We have a Kafka Streams application consuming 2 topics (I1 and I2, X partitions each), doing some transformation and filtering based on message headers and routing the result to output topics (O1, … ON). We run this application in Kubernetes cluster using Deployment with number of replicas (Pods) equal to X.
I1 and I2 represent more or less the same data. I1 contains the whole CDC (Change Data Capture) history and it’s slightly behind I2. While I2 contains only fresh data. The idea was to consume both I1 and I2, use just I1 data and then switch to I2 in the runtime. So far everything works as expected.
We’re doing our best to keep incoming data clean (and valid). But sometimes we may get into situation when the application fails either because of invalid data or some internal bug. It’s not a problem if application can recover itself. But if it can’t we get into the “failed application → failed pod → rescheduled pod → restarted app” loop. In our case it’s even worse. The other pod starts consuming failing partition and fails too. Almost immediately all our pods fail and get into restart loop for the same reason.

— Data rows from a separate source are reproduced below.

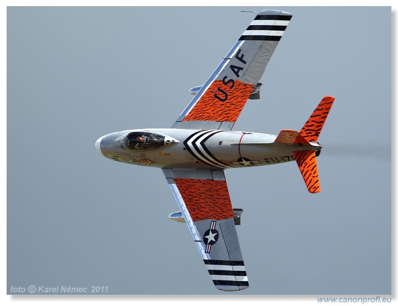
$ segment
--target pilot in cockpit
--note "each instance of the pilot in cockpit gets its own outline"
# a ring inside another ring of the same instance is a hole
[[[134,147],[136,149],[138,149],[138,147],[140,146],[140,143],[144,143],[144,138],[142,137],[140,137],[140,136],[138,137],[137,138],[137,143],[136,144],[136,145],[134,146]]]

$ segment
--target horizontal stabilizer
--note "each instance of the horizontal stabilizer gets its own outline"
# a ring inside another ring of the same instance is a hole
[[[275,139],[275,142],[282,144],[309,144],[308,142],[298,132],[291,130],[282,130]]]

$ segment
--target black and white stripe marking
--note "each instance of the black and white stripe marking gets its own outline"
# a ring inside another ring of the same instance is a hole
[[[279,41],[291,18],[291,15],[257,15],[239,40]]]
[[[203,261],[215,285],[249,286],[243,261],[204,260]]]
[[[188,151],[198,160],[207,165],[218,168],[231,168],[218,160],[206,147],[204,143],[213,135],[222,131],[199,131],[194,133],[184,141]]]

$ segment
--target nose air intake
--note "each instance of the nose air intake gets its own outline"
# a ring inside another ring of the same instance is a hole
[[[101,140],[102,139],[103,137],[103,136],[100,137],[95,142],[95,148],[97,149],[97,150],[99,152],[99,154],[101,155],[102,155],[102,152],[101,151]]]

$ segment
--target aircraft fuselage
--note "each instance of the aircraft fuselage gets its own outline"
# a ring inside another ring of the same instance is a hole
[[[293,151],[317,151],[311,142],[284,144],[276,135],[234,131],[146,129],[108,134],[95,146],[107,158],[158,168],[226,169],[295,160]]]

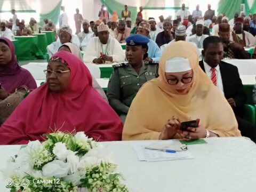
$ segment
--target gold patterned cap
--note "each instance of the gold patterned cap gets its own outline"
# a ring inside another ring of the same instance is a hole
[[[97,27],[98,29],[98,32],[101,32],[101,31],[109,31],[109,28],[108,27],[108,26],[107,25],[105,24],[101,24],[99,26]]]
[[[148,23],[148,22],[143,21],[140,23],[138,29],[145,29],[148,32],[150,32],[150,25]]]

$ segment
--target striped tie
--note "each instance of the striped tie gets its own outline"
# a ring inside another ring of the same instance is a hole
[[[217,81],[216,80],[216,73],[215,73],[215,69],[212,68],[211,69],[212,70],[212,76],[211,78],[214,85],[216,86],[217,84]]]

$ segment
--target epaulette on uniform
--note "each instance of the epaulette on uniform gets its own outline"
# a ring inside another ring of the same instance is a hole
[[[116,65],[113,65],[112,67],[114,69],[116,69],[117,68],[121,67],[126,67],[128,66],[128,63],[117,63]]]
[[[144,63],[146,65],[158,65],[158,62],[152,62],[152,61],[150,61],[150,62],[145,61]]]

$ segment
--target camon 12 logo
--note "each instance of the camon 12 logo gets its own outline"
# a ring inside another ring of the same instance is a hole
[[[12,180],[11,179],[7,179],[5,181],[5,187],[11,188],[12,186],[15,187],[28,187],[29,186],[29,180],[27,179],[15,179]]]

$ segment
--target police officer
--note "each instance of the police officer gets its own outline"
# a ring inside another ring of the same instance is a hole
[[[143,35],[132,35],[125,39],[127,63],[113,65],[107,97],[109,104],[124,123],[132,99],[142,85],[158,76],[158,64],[145,62],[149,39]]]

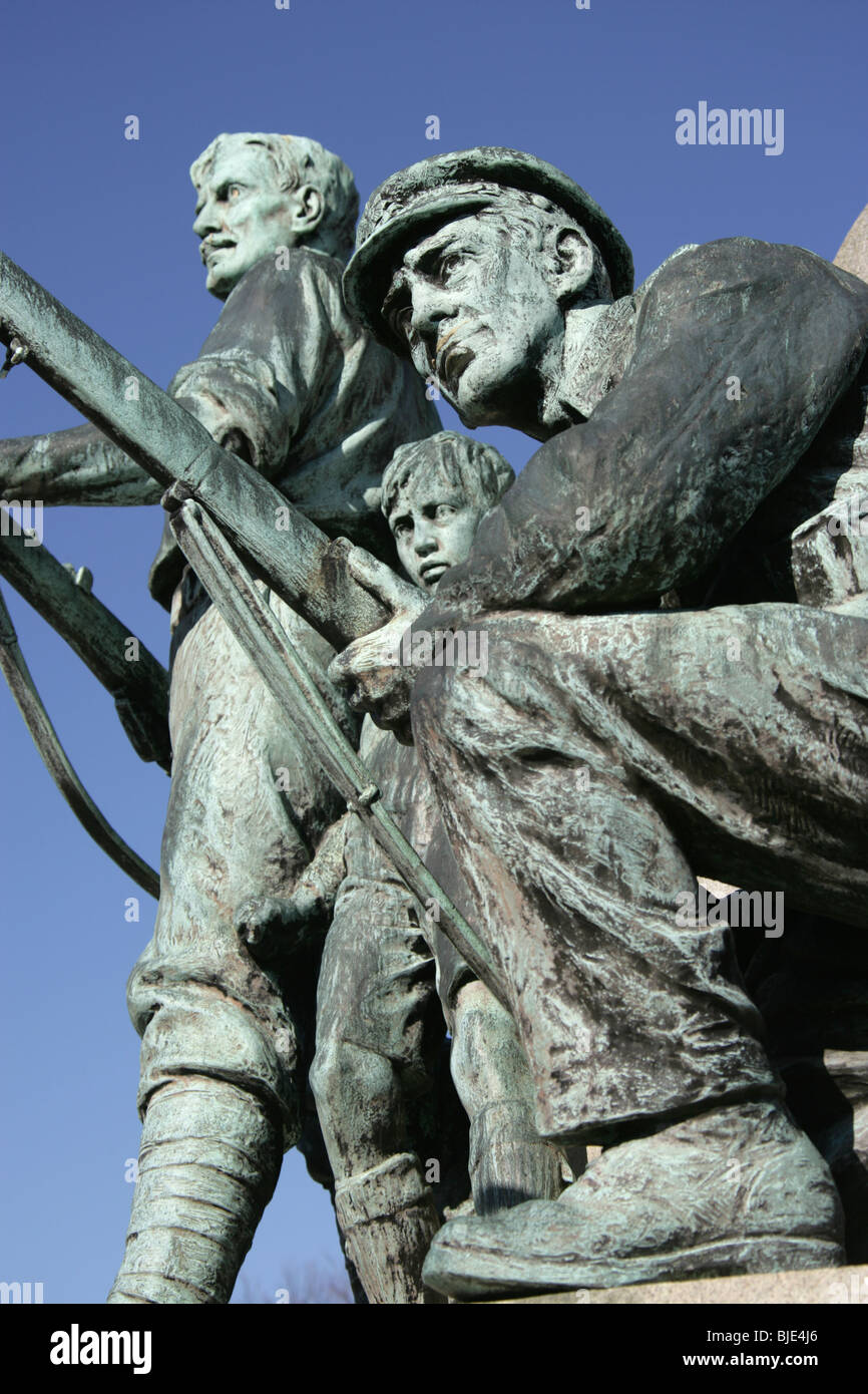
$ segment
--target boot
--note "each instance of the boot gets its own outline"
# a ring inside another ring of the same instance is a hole
[[[272,1199],[280,1125],[247,1090],[184,1076],[145,1114],[127,1250],[109,1302],[223,1303]]]
[[[422,1263],[440,1221],[412,1153],[339,1181],[334,1210],[371,1303],[444,1301],[422,1284]]]
[[[610,1147],[559,1200],[440,1230],[424,1280],[454,1298],[605,1288],[844,1262],[832,1175],[777,1103]]]

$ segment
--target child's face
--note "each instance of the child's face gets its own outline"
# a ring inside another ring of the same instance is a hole
[[[460,485],[450,484],[440,466],[419,468],[400,489],[389,514],[410,580],[433,591],[443,572],[470,555],[483,513],[483,507],[467,502]]]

I wonder if there is a clean way to keep a valid piece of the app (valid I1,I2 partitions) running and restrict failures to just the instance (Pod) which was initially assigned to partition causing errors. This way we could leave the whole pipeline running while investigating / fixing the issue.
My initial idea was to switch from Deployment to StatefulSet and somehow assign partitions to specific instances by name. For example app-0 consumes just partitions “0” and app-N partition “N”. But Kafka Streams locks you to specific partition assignor ( StreamsPartitionAssignor). And the only customisable piece there is Task Assignor (using config settings marked as “internal”).
What else can be done?
Kafka Streams partitions assignment is based on the underlying KafkaConsumer’s group management. Thus, a manual assignment is not possible.
What you could try is to use static consumer groups. For this case, if one pod fails, no rebalance happens (if configured accordingly) and thus only one pod (and all it’s assigned partitions) go offline, while all others keep running.
You still cannot pin/assign partitions, but because you avoid a rebalance, the “bad” partition is not re-assigned and thus does not kill other pods, too. (Or course, if a single pod has multiple partitions assigned and only one partitions is bad, all partitions would go offline as the whole pod does offline, and none of these partitions is re-assigned to other pods).